The US military abruptly dropped charges against five Guantanamo Bay detainees, including one who allegedly plotted to detonate a “dirty bomb” in the US, after a prosecutor accused the military of suppressing evidence that could have helped clear them.
But despite the decision, announced on Tuesday, there are no plans to free the men. New trial teams are taking another look at the evidence, the military said, and after consulting with intelligence agencies will recommend whether to reinstate charges.
That means the administration of the next US president will probably get to decide what to do with the cases, including that of Binyam Mohamed, accused of plotting with US citizen Jose Padilla to set off a radioactive bomb and fill apartments with natural gas to blow up buildings.
Padilla was sentenced in Miami to more than 17 years in prison on charges of supporting terrorism after the “dirty bomb” allegations were discarded.
Lawyer Clive Stafford Smith has gone to US and British civilian courts to obtain evidence that Mohamed, an Ethiopian who moved to Britain as a teenager, was tortured and falsely admitted to crimes to halt his agony.
Last month, Army Lieutenant Colonel Darrel Vandeveld, the prosecutor in all five cases, said the military was withholding evidence that could have helped clear the defendants. He resigned in what he called a crisis of conscience.
Stafford Smith said Vandeveld’s accusations led to the dropped charges, though he added that the military has already said it plans to file new charges against Mohamed within a month.
“Far from being a victory for Mr Mohamed in his long-running struggle for justice, this is more of the same farce that is Guantanamo,” Stafford Smith said.
But the Pentagon denied Vandeveld’s testimony had anything to do with the charges being dropped. The Pentagon reports recommending dismissal said only that the new prosecution teams taking over the cases needed more time to evaluate them.
“I find the prosecution has been unable to complete its preparation for this case,” Pentagon legal adviser Michael Chapman concluded in two of his reports, copies of which were obtained by the Associated Press.
He recommended that the Pentagon official who oversees the tribunal system, Susan Crawford, dismiss the charges without prejudice, meaning they can be refiled later.

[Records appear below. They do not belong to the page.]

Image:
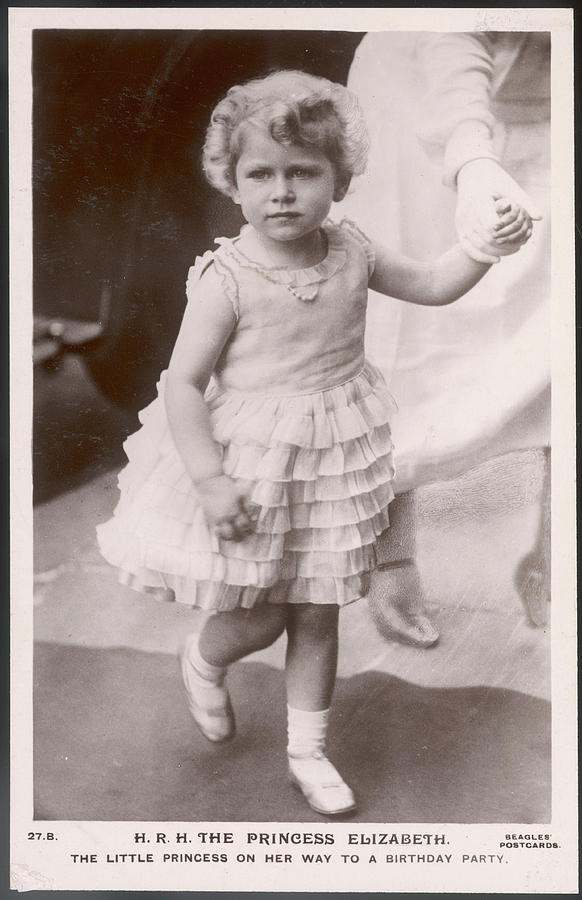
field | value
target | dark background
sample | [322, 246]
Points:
[121, 205]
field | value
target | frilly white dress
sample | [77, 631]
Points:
[310, 438]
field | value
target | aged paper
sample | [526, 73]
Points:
[469, 848]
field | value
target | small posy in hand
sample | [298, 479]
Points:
[515, 224]
[227, 507]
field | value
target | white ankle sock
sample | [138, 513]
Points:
[206, 670]
[306, 731]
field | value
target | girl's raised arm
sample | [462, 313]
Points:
[433, 283]
[207, 324]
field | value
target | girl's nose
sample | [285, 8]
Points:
[282, 189]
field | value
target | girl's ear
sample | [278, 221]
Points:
[341, 187]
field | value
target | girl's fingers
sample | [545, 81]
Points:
[514, 217]
[234, 529]
[252, 510]
[225, 530]
[243, 525]
[502, 205]
[520, 236]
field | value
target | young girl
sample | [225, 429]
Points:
[262, 475]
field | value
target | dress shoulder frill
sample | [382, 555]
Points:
[319, 468]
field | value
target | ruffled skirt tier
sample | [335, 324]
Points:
[317, 466]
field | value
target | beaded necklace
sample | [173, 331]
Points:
[305, 293]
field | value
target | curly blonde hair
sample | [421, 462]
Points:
[294, 108]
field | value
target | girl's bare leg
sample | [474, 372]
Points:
[229, 636]
[311, 667]
[311, 662]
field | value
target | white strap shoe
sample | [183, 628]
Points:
[321, 784]
[209, 701]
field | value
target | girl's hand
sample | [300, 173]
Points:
[227, 507]
[514, 226]
[483, 188]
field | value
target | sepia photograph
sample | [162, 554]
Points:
[300, 440]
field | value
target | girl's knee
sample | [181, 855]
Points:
[312, 621]
[270, 622]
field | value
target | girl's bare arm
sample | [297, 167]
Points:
[207, 324]
[434, 283]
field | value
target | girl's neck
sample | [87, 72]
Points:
[302, 253]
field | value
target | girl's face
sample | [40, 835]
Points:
[285, 191]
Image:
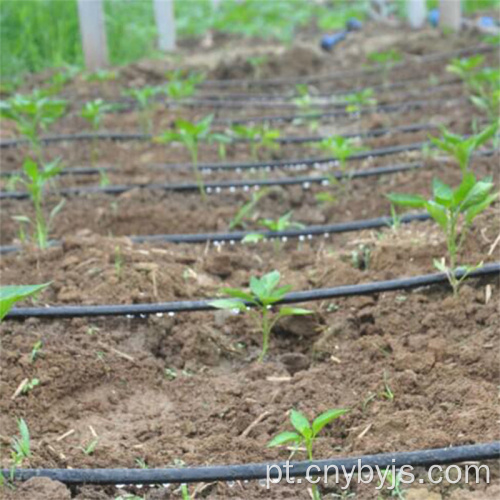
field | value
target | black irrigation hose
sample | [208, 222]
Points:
[234, 236]
[420, 458]
[203, 305]
[217, 186]
[124, 136]
[346, 75]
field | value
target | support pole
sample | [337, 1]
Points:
[165, 24]
[93, 33]
[450, 14]
[416, 13]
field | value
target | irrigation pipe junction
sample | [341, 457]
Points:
[420, 458]
[143, 310]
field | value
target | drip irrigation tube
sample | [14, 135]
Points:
[203, 305]
[216, 187]
[123, 136]
[346, 75]
[420, 458]
[234, 236]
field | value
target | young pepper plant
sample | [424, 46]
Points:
[32, 115]
[190, 135]
[454, 210]
[10, 294]
[306, 433]
[35, 181]
[461, 148]
[264, 293]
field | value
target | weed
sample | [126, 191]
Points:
[30, 385]
[90, 448]
[10, 294]
[264, 292]
[35, 351]
[359, 100]
[451, 208]
[306, 433]
[145, 99]
[32, 115]
[259, 136]
[35, 180]
[247, 209]
[190, 135]
[461, 148]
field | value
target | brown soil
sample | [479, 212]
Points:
[188, 387]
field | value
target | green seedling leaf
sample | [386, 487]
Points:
[300, 423]
[11, 294]
[326, 418]
[285, 438]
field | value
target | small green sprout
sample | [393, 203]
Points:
[190, 135]
[21, 446]
[10, 294]
[37, 347]
[306, 433]
[91, 447]
[30, 385]
[145, 99]
[263, 294]
[452, 208]
[259, 136]
[32, 115]
[93, 112]
[35, 180]
[387, 59]
[247, 209]
[359, 100]
[461, 148]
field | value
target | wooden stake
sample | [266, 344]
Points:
[450, 14]
[93, 33]
[165, 24]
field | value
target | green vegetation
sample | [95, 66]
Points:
[32, 115]
[190, 135]
[10, 294]
[35, 180]
[306, 433]
[264, 292]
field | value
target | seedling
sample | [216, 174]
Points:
[263, 294]
[454, 210]
[32, 115]
[465, 68]
[35, 180]
[145, 99]
[20, 447]
[359, 100]
[190, 135]
[10, 294]
[461, 148]
[37, 347]
[93, 112]
[90, 448]
[387, 59]
[260, 136]
[306, 433]
[247, 209]
[30, 385]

She accepted the recommendations on Monday.
Sixteen of the 255 men at Guantanamo Bay, a US military base in southeast Cuba, now face charges in the first US war-crimes trials since the end of World War II. The military had previously dropped charges against a Saudi who allegedly had hoped to become a Sept. 11 hijacker.
In addition to Mohamed, the military dropped charges against Ghassan Abdullah al Sharbi, a US-educated Saudi who allegedly plotted to bomb US troops in Afghanistan; Jabran Said Bin al Qahtani, a Saudi charged with helping al-Qaeda make bombs in Pakistan; and Sufyiam Barhoumi of Algeria and Noor Uthman Muhammed of Sudan who allegedly trained al-Qaeda recruits in Afghanistan.
The American Civil Liberties Union (ACLU) said the decision to drop the charges “underscores the complete failure of the indefinite detention system and the need to shut down the prison.”
“The implosion of these five prosecutions painfully underscores how the Bush administration’s torture and detention policies have failed to render justice in any sense of the word,” ACLU executive director Anthony Romero said.
But Charles “Cully” Stimson, a former deputy assistant secretary of defense for detainee affairs, said the decision could be an indication that the military court wanted to make sure the evidence can be prosecuted beyond a reasonable doubt.
“Generically, it is a healthy sign when the charging authority does not rush to judgment,” Stimson said.